|Original solar dashboard|
Basically, it uses digital volt meters with LM34 temperature probes that produce a voltage that directly correlates with temperature so that 78.1° is represented by .781 V.
Over the years I have grown accustomed to looking at this dashboard to confirm that the system is working, and also to decide when to take a shower, run the dishwasher or clothes washing loads by looking at the storage tank temperature and seeing when it has peaked during the day. The only drawback is the displays did not include a back light and sometimes were hard to read in the evening and nighttime.
I recently came across a new temperature meter designed for monitoring heat exchangers in high-end gaming computers. They are much more attractive, include a back light and use standard 10K thermistors as temperature sensors so I ordered a few to see if I could adapt them.
|Temperature meter for heat exchangers|
When I received them, the first thing I did was cut off the computer power connectors and connected 5 VDC from a wall power supply to the red and black wires.

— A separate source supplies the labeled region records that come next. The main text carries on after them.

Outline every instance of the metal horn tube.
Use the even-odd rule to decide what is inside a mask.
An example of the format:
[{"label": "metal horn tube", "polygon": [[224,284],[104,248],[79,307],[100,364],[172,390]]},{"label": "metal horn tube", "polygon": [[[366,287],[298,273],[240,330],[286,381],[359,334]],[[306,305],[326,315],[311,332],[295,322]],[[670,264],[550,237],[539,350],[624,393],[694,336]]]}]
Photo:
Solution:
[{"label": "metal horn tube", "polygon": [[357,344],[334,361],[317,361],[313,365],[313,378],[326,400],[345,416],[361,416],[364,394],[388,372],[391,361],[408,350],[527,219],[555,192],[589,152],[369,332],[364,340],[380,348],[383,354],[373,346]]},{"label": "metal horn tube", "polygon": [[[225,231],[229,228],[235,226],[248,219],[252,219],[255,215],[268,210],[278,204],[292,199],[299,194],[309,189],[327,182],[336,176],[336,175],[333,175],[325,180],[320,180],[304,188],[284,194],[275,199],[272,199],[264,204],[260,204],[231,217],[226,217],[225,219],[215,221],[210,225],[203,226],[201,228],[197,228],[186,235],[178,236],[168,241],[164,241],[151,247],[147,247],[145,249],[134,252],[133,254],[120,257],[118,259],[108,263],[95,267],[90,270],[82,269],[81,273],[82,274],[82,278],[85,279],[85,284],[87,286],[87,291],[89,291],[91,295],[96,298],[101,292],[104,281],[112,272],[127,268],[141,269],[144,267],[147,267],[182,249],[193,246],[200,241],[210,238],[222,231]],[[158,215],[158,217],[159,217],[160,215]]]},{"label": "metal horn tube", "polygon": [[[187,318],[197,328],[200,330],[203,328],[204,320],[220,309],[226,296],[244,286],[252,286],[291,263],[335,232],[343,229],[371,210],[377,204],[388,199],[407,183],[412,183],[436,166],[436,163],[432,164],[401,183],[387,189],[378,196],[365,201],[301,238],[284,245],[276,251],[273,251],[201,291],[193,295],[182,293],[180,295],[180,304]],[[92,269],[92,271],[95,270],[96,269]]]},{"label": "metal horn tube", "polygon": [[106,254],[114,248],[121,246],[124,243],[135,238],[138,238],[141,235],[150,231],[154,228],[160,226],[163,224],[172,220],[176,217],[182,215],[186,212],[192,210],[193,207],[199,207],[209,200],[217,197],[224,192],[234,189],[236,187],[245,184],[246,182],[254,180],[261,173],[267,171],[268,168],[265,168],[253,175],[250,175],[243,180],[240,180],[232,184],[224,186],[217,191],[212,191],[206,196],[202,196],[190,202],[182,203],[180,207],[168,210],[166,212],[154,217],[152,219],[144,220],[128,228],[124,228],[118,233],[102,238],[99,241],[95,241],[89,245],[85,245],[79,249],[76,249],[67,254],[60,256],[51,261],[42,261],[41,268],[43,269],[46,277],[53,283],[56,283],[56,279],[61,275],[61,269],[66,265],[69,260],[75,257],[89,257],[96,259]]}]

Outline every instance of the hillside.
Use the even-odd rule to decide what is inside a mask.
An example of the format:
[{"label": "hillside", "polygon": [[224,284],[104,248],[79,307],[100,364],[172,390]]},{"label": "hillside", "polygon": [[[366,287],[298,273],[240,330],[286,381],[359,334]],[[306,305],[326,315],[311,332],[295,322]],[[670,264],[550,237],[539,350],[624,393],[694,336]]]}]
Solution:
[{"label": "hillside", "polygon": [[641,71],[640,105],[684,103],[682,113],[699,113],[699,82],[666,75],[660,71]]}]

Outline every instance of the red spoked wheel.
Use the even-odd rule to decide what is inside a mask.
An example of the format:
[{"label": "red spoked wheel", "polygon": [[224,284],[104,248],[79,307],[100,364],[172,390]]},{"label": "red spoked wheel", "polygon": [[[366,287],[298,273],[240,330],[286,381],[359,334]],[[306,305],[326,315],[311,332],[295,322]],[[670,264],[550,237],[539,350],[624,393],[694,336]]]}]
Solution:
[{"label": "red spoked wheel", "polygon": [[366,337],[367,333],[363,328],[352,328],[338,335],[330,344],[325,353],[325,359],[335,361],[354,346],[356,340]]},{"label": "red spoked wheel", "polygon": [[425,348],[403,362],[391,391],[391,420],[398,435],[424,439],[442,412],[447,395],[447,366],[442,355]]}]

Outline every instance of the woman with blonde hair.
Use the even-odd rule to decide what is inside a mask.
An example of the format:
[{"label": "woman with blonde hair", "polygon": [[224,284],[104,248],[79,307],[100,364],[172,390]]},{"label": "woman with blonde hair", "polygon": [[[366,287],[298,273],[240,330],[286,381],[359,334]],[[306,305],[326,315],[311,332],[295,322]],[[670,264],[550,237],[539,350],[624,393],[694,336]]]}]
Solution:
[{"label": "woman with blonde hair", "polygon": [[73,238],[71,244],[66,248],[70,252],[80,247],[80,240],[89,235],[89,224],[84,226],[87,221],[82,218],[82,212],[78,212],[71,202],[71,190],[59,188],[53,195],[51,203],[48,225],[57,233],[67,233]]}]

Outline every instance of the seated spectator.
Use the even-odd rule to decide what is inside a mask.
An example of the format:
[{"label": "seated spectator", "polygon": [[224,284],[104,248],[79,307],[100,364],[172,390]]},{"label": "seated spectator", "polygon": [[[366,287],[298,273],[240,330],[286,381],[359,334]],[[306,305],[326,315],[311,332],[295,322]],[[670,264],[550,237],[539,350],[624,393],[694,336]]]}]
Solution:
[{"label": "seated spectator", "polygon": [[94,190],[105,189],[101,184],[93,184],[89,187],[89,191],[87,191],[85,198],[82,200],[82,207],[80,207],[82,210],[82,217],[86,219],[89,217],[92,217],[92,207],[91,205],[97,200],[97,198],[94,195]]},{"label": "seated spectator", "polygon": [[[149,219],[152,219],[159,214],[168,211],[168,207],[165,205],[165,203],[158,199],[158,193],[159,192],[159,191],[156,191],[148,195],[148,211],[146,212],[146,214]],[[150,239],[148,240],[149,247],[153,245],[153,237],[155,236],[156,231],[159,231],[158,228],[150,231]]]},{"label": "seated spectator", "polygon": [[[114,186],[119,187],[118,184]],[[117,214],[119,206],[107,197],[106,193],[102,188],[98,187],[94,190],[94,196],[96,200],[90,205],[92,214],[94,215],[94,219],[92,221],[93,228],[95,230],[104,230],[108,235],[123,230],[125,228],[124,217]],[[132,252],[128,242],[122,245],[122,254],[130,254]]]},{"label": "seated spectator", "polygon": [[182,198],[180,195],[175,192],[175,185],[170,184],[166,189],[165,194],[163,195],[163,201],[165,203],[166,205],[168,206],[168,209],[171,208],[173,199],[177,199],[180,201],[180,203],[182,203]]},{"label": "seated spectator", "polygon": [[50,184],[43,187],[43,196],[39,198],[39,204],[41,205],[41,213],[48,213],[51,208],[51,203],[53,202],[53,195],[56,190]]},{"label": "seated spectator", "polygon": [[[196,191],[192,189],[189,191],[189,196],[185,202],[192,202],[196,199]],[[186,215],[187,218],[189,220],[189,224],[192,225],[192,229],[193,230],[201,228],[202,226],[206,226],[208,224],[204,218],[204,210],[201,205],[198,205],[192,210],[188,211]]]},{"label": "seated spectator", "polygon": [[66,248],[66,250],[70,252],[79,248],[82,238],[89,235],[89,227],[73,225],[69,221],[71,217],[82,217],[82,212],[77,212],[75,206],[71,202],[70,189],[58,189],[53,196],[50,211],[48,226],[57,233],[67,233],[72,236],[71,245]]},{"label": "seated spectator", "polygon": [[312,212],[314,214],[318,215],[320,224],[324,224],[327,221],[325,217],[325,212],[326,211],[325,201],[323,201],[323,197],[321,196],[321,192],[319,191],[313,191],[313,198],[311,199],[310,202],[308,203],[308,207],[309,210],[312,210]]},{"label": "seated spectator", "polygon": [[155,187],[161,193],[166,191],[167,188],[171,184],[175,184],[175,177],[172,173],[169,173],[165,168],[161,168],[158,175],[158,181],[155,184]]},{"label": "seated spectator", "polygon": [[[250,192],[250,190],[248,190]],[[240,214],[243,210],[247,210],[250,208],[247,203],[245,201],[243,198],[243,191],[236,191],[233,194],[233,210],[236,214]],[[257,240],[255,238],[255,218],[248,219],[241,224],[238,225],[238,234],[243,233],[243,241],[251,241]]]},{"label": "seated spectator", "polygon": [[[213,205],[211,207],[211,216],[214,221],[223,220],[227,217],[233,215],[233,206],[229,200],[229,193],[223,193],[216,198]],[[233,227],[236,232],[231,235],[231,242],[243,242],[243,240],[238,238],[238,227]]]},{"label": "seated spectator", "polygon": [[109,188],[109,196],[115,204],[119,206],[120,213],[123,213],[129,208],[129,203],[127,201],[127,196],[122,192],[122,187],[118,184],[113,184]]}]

|Removed computer power connector|
|Original sensor above and standard 10K thermistor below|
I mounted the 2 meters in a standard plastic box and mounted it to the window frame above my kitchen sink in place of the original dashboard. I find these meters much more attractive and they are easier to read day and night.
|Updated solar dashboard|
I am quite pleased with the more contemporary styling of this new dashboard.